Device UUID


Team Member
This discussion was created from comments split from: Command line tool version 1.1.0.


  • edited June 13

    What's the proper way to generate a device UUID with v1.1.0?

    Previously, I was able to run the following in a Continuous Integration runner (GitHub Actions):

    eval $(printf '%s' "${OP_TEST_PASSWORD}" |op signin "${OP_TEST_ACCOUNT}" "${OP_TEST_SECRET}")

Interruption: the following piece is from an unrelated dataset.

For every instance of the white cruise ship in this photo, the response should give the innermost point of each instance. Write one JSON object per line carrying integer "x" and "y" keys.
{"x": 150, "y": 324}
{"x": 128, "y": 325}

    With 1.1.0 this now fails with:

    [ERROR] 2020/06/13 16:40:41 No saved device ID. Set the OP_DEVICE environment variable and try again: `export OP_DEVICE=xxxxxxxxx`

    How should one bootstrap the device ID on a CI runner? Parsing it out of the error message, setting the environment variable, and retrying doesn't feel like a good workflow.

  • felix_1pfelix_1p

    Team Member

    Parsing it out of the error message, setting the environment variable, and retrying doesn't feel like a good workflow.

    You are right, and that's not how it's intended to be used. For a CI environment, the idea is that you are reusing the same device UUID across all CI runs. Otherwise, and that's what is currently happening in your case I assume, a new device will be registered for every container.

    So create the OP_DEVICE environment variable with the value from the error message in your GitHub actions configuration just once and it should work as expected.

  • edited June 19

    In the case of GitHub actions, it's a brand-new ephemeral VM for each CI run instead of a container.

    What's the schema for a valid OP_DEVICE UUID value? It doesn't appear to be a hyphenated string of hex digits that I'm used to seeing.

  • Matthew_1PMatthew_1P

    Team Member

    @csharpsteen You should be able to use the same device UUID even if it's a brand-new ephemeral VM rather than a container - did you manage to get this working?

    The device UUIDs are base 32 encoded (following the definition in RFC 4648, but with lowercase characters). The actual UUID data is purely random, so it doesn't follow RFC 4122 (which is the UUID format you'd normally see hyphenated and hex encoded).

  • felix_1pfelix_1p

    Team Member
    edited June 22

    @csharpsteen You can just reuse one of the UUIDs included in the error output: export OP_DEVICE=xxxxxxxxx.

  • @Matthew_1P Thanks! I was able to generate a value with:

    head -c 16 /dev/urandom | base32 | tr -d = | tr '[:upper:]' '[:lower:]'

    I could copy a value from the error output, but it is nice to know how to produce one from scratch. Easier to rotate if that is ever needed.

  • BenBen AWS Team

    Team Member

    Glad to hear that worked out, and thanks for sharing that command, @csharpsteen. :) Hopefully that helps anyone else who might be looking to do the same.